In the majority of dynamics, a father is a figure that imparts upon a child the importance of justice, fairness, and a sense of duty based on rules. Fathers help build a child’s confidence through play, interaction, and experience. It is the father, who has made many a mother nervously say the phrase, “Not so high" as they tossed their little one in the air.
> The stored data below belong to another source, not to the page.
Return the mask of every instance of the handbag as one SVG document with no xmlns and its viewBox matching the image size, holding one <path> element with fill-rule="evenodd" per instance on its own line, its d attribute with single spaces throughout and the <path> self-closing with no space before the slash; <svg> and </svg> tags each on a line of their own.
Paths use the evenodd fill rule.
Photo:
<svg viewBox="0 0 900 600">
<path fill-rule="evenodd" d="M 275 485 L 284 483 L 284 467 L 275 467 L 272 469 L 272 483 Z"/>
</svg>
Ultimately, the biggest responsibility that a father must perform is to teach a child about the world of men. To a son, a father must impart on him, how he should treat women. To the daughter, a father must equally convey how a woman should be treated by a man.

Make no mistake, to be a father is by no means an easy task. The tribulations of fatherhood are something I know very well since indeed, I happen to be one. I’ve experienced the joys such as when my son, Kemper at three-years-old would love it when he and I wore matching Captain America shirts. Equally, I’ve felt confusing sadness, that feels silly yet simultaneously makes you want to cry when at four-years-old, he told me one day he didn’t want to wear our matching shirts that day. I’ve felt the confusion and then realized that I was no longer cool, after hearing my 10-year-old daughter, Sydney telling her friend that some new music video she had watched was, “Lit.” I have experienced those bright, innocent and excited eyes, of my 10-month old daughter, Adley when she sees me walk into a room and she starts saying, “Dadadadadad.” I’ve even seen the dirty looks from my wife, after I’ve come back from the grocery store, initially to just get milk, yet somehow a new toy has found its way into our home, because of my three-year-old, Gideon, who was just too darn cute to tell no.

Fatherhood will push you to levels of frustration or stress, where you find yourself thinking, “I may end up really killing one of these little humans.” However, simultaneously you alway know you’d give your own life for any one of your kids in an instant.

At the end of the day, to be a father, you must not only raise your kids to be good people, you must also be a good person as well. Because no life lesson you will ever teach your children will be more important than who you demonstrate to your them you are. Because after all of the diaper changes, potty training, help with homework, teenage girlfriend/boyfriend drama, teaching how to drive a car, change a tire, high school graduations, first jobs, and every other countless number of experiences you will have with your child; at the end of the day, everything that in that a father ultimately will prepare his child for, is to someday be able to recognize what is a good father for their own children. Because, you may not be able to choose, whether or not you’ll be a grandparent someday. However, as a father, one absolutely has a responsibly to prepare their kids to be able to recognize what a good father is should they so choose for themselves to one day have kids.

So with all of that said, to all of those in this world who choose to take on the awesome role of being a father, I wish you all a very Happy Father’s Day. Now, to those dads out there, you honestly have no idea what you are missing. Because, truthfully, having a day that celebrates the role of a father seems silly to me. Because the gift of being one alone is all the benefit one should ever need.